Monday, April 1, 2013

Judge Rules in Favor of Big Banks and Against Richmond and EBMUD

By Darwin BondGraham
Mon, Apr 1, 2013 at 3:18 PM

In January, several Bay Area public agencies, including East Bay MUD and the City of Richmond, filed lawsuits against the world's largest banks, alleging that the banks rigged a key interest rate to steal millions of public dollars. But on Friday, a federal Judge in the Southern District of New York dismissed these cases in favor of the banks.

The ruling comes as a big blow to cities, counties, and public agencies that are seeking some sort of justice and restitution after the complex financial fraud involving the London Interbank Offered Rate, known as LIBOR. Now cities like Oakland and San Francisco, both of which have been contemplating filing their own lawsuits, will have to regroup and consider their options.

LIBOR gets it name from the City of London.
  • LIBOR gets it name from the City of London.
As the Express reported last month, the banks, including JP Morgan Chase, Bank of America, and Citigroup, allegedly rigged the LIBOR rate downward during the financial crisis, forcing governments to pay more for interest rate swap contracts signed in previous years.

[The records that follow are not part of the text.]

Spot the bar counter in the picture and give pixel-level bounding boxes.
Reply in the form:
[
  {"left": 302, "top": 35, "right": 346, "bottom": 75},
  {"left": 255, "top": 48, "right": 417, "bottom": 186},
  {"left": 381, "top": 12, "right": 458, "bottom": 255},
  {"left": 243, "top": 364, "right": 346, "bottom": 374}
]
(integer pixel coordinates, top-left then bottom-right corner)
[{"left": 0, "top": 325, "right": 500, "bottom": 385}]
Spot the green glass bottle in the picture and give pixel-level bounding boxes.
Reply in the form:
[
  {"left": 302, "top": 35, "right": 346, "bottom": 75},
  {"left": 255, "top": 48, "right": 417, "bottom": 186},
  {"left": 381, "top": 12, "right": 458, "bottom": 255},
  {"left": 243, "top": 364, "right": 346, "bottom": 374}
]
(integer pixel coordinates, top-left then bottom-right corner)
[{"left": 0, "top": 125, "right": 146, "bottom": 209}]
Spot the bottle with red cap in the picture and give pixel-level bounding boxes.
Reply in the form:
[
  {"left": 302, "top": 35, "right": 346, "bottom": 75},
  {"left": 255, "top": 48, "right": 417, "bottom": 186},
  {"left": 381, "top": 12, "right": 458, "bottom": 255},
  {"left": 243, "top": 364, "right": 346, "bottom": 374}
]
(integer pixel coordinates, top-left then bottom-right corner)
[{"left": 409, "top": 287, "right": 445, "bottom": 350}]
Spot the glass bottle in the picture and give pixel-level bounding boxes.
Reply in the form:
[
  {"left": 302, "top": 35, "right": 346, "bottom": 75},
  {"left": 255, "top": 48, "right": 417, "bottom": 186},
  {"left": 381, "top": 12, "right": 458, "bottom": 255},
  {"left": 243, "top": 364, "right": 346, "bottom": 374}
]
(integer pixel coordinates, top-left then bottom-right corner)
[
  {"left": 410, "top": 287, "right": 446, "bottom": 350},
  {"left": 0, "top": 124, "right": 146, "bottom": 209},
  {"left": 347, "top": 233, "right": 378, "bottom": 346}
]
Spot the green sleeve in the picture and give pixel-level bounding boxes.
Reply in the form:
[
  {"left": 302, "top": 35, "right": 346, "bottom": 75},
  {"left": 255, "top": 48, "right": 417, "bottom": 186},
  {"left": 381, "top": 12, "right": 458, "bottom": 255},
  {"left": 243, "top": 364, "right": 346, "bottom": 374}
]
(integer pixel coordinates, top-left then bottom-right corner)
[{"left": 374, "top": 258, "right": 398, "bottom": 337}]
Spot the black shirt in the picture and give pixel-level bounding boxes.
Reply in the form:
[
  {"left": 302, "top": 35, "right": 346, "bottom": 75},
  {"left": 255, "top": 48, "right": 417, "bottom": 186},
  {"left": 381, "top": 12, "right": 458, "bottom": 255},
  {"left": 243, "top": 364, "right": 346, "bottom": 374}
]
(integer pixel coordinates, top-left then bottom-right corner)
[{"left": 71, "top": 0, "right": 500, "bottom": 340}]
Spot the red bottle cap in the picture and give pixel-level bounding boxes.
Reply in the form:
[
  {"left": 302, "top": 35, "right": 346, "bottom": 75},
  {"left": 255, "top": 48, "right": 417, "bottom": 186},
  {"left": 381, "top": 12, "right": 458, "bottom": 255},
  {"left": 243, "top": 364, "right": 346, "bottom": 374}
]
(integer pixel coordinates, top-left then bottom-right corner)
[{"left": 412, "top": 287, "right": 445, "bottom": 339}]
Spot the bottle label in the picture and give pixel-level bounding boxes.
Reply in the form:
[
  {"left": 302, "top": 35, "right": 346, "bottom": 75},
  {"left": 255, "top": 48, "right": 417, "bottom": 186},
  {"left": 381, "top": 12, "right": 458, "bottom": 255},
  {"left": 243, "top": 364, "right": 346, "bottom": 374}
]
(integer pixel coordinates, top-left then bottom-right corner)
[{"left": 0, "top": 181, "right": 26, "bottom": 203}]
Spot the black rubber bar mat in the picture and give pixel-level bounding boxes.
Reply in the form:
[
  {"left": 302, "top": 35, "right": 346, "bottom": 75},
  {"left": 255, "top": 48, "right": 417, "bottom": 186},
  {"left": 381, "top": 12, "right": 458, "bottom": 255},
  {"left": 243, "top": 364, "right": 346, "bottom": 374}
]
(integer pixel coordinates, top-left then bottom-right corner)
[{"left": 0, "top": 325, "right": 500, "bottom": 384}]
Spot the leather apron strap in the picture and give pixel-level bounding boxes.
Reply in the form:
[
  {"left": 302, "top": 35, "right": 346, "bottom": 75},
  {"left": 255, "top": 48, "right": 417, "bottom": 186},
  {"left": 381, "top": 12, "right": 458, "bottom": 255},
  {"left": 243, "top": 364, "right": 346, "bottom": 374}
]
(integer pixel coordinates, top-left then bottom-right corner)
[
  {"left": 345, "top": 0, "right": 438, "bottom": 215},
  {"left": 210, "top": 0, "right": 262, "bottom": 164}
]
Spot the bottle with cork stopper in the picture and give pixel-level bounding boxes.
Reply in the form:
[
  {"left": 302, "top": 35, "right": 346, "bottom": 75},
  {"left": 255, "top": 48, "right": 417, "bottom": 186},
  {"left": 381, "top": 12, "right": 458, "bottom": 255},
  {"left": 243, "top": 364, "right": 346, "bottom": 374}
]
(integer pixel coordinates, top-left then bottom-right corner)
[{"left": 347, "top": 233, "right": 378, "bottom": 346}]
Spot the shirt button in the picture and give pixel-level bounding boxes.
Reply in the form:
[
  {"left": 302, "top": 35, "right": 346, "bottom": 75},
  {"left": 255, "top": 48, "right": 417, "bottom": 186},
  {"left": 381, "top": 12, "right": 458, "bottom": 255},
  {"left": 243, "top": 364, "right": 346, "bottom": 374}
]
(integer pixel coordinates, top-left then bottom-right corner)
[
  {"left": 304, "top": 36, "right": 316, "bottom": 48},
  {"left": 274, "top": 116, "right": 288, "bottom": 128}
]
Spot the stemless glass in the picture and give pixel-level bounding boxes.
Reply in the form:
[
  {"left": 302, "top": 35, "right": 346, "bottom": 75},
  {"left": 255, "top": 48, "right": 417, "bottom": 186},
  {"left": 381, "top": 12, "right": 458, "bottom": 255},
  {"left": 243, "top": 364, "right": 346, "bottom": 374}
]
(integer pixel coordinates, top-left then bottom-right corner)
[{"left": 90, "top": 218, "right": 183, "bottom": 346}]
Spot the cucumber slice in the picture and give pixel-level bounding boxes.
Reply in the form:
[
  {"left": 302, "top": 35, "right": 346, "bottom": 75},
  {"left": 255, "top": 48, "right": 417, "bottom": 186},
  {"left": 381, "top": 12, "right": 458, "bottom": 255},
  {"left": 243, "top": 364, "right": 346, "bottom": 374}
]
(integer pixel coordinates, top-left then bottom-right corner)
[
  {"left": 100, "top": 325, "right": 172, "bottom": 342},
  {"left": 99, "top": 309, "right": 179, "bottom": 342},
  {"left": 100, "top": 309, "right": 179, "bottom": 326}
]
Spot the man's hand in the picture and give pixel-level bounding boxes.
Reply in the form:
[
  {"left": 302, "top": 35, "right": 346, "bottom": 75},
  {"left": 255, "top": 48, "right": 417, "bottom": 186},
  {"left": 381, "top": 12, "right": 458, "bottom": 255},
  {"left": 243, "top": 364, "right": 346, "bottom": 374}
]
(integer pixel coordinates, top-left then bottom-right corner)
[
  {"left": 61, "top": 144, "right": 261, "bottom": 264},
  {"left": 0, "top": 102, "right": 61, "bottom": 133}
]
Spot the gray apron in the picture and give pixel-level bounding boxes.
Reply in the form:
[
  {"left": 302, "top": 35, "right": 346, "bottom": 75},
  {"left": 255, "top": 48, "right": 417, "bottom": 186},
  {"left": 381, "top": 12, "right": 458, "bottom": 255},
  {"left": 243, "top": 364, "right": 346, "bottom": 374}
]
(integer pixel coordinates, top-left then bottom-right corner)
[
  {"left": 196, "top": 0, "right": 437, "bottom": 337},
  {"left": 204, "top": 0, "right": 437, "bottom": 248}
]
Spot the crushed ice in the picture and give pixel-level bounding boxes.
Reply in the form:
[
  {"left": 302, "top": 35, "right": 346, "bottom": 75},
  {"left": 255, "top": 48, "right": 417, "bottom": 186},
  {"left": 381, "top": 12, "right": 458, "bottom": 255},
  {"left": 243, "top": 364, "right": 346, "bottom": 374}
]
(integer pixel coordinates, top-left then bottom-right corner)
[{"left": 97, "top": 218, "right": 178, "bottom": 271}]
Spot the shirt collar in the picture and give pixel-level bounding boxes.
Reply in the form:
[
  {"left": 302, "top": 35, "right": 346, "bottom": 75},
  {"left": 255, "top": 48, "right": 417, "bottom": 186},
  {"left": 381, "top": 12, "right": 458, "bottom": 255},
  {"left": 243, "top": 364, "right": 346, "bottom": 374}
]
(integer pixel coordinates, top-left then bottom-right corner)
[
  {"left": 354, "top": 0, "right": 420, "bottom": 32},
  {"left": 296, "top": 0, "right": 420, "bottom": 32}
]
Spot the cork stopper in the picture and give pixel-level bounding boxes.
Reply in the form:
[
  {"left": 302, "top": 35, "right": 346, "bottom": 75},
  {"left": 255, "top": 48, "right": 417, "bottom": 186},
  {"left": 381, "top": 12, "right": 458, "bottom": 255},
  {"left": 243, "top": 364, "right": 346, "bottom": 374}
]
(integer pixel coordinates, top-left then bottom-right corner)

While no one knows just how much money the banks were able to extract from the public, Oakland's finance and legal staff estimate the city may have lost several hundred thousand dollars from the fraud.

Judge Naomi Reice Buchwald ruled in her order dismissing the case that the lawsuits cannot proceed under US antitrust and RICO Act laws for several technical reasons. First, under antitrust law, a plaintiff must show damages resulting from antitrust activities such as price fixing, or underselling competitors. Judge Buchwald noted, however, that the setting of the LIBOR rate was never in fact a "market" process. Instead it was always a product of a private trade group, the British Bankers Association. Therefore even though the banks lied about LIBOR, and rigged the rates, the crime cannot be said to be a violation of antitrust laws because the interest rate was never set through a free market. The banks may have lied and cheated their public clients, but they didn't violate the letter of the Sherman Act or the Clayton Act — the two key laws that prohibit market manipulation and antitrust conspiracies.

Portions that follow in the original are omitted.